Discusión de transgénicos en Chile: un manual en peras y manzanas (o en peces y tomates)
Por Eduardo Osterling Dankers
El 29 de julio de 2013 la Comisión de Agricultura del Senado aprobó el “Proyecto de Ley que regula derechos sobre obtenciones vegetales y deroga la ley No. 9.432”. La consiguiente inminencia de la discusión y votación en el pleno del Senado de la llamada Ley Monsanto-Von Baer ha generado un aspaviento un tanto tardío pero siempre necesario, que en muchos casos ha sido mal canalizado en la opinión pública no especializada. Es esta vorágine de especulaciones, preocupaciones, miedos y dudas lo que convoca esta columna. Aquí no se quiere discutir nada nuevo, tan solo se trata de un breve manual que articula la discusión generada alrededor del cultivo y consumo de transgénicos. A lo largo del tiempo la discusión pública en cuestión de Organismos Genéticamente Modificados (OGM) se ha desarrollado sobre 4 ejes. Estos son la propiedad intelectual sobre organismos vivos, la preservación de especies nativas, el etiquetado de productos transgénicos y los efectos de estos en la salud de los consumidores.

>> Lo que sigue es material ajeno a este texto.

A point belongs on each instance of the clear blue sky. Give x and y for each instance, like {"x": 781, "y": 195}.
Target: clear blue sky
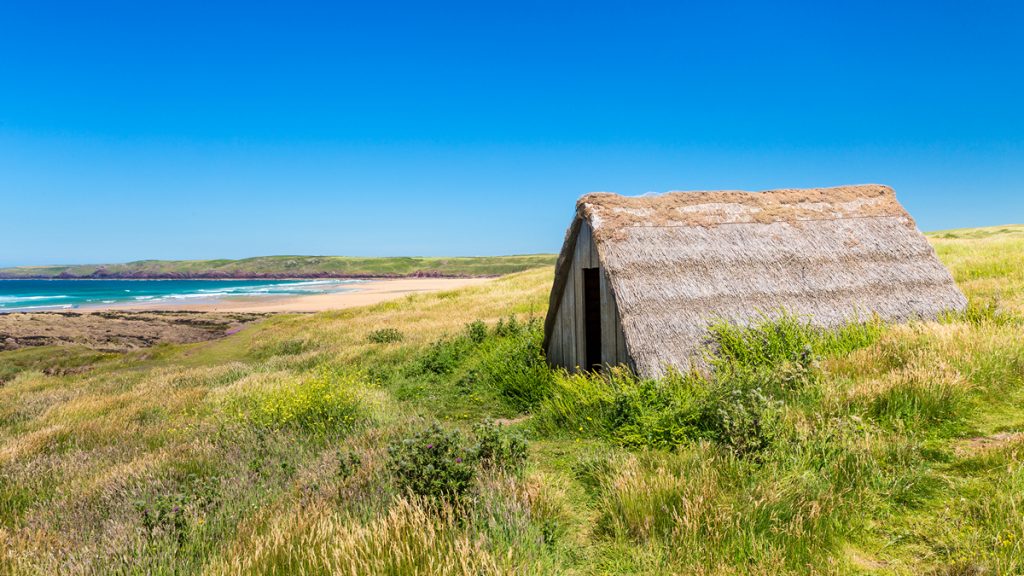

La propiedad intelectual sobre organismos vivos nace de la manipulación genética de ellos, asociando especies distintas de modos que la naturaleza no ofrece. Eso lleva a que se entienda que una persona los “creó” (por encargo de una persona jurídica claro está). Permitiendo de este modo cobrar dinero por el uso de su creación. Esta “creación” toma las características que encuentra convenientes de distintas especies, así sean de diferentes reinos biológicos. Esto genera semillas resistentes al frío, a plagas específicas o a herbicidas (que los propios creadores venden). En ningún caso las modificaciones tienen una intención nutricional. Al tratarse de semillas, estas van a entrar a interactuar en el ecosistema en el que se planten. El viento y la polinización por aves e insectos llevarán las semillas modificadas también a campos que no han sido sembrados con ellas. Esto genera la dicotomía agricultores dependientes /agricultores ladrones.

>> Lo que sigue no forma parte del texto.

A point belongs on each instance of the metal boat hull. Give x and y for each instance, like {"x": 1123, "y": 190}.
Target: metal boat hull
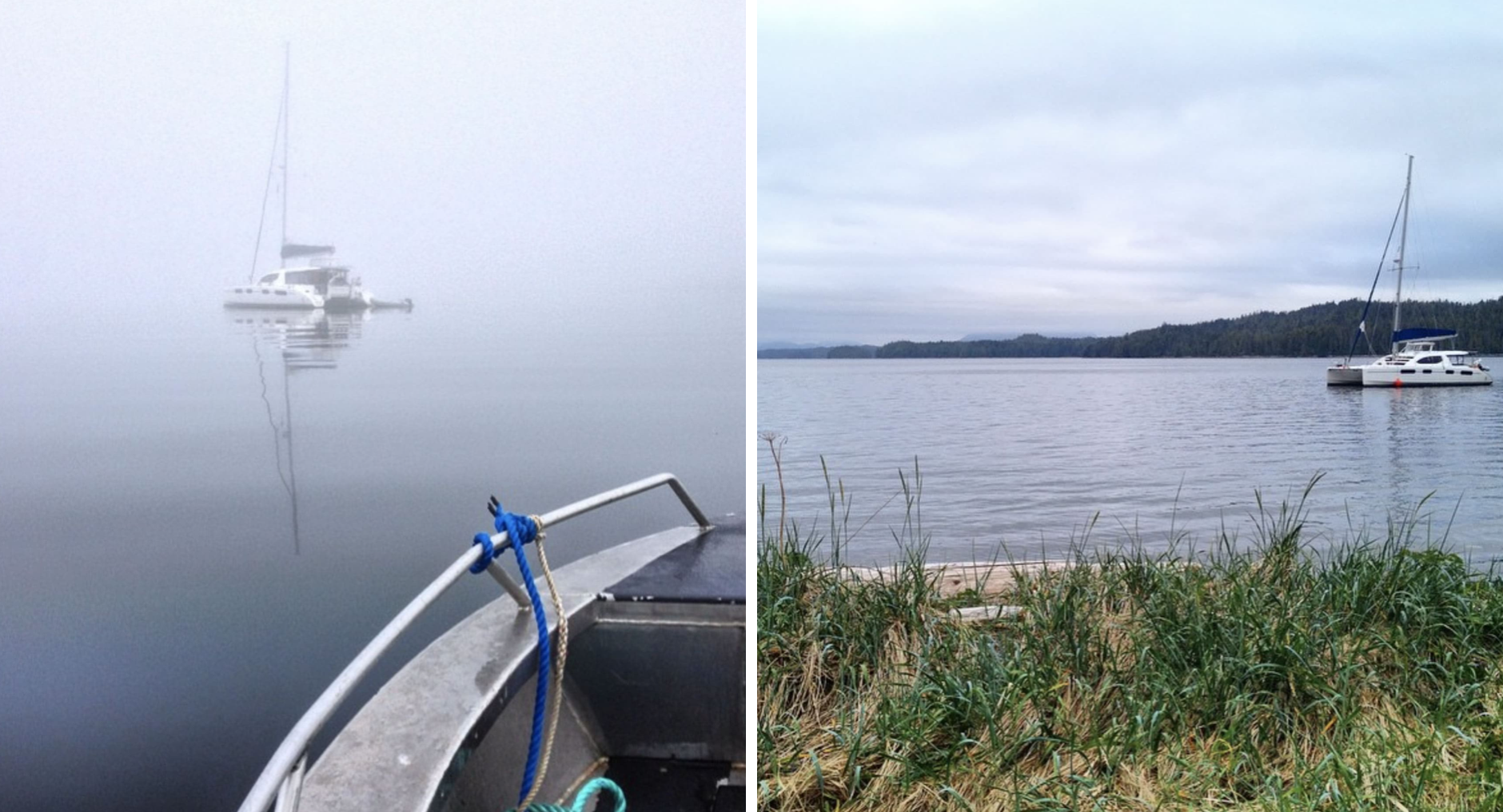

Los primeros son quienes compran las semillas modificadas. En esa transacción dejan de lado las especies originarias cuyas semillas fueron seleccionadas por su eficiencia a lo largo de miles de años y se comprometen mediante un convenio a no seleccionar y sembrar las semillas que genere esa primera cosecha de OGMs en la siguiente siembra. Los segundos son quienes tienen en sus campos sembradas semillas genéticamente modificadas y no tienen pagada una patente vigente. Eso puede deberse al resembrado de semillas GM generadas a su vez por las adquiridas en un ciclo anterior, o por polinización desde campos vecinos.
Sea cual fuere el caso para los dueños de las patentes de estas semillas -léase Monsanto, DuPont/Pioneer, Syngenta, Bayer, etcétera- la agresión no habrá sido de parte de la semilla invasora sino del agricultor que, sabiéndolo o no, tiene creciendo semillas con derecho de autor que él no ha comprado. Esto lo expone a demandas con un alto riesgo económico como en los casos emblemáticos de Monsanto vs. Percy Schmeiser en Canada, vs. Vernon Bowman en Estados Unidos o vs. cualesquiera de los otros más de 140 granjeros estadounidenses. ¿Quien les paga a ellos por preservar las mejores semillas todo este tiempo?, ¿quién le paga a la Pachamama por generarlas?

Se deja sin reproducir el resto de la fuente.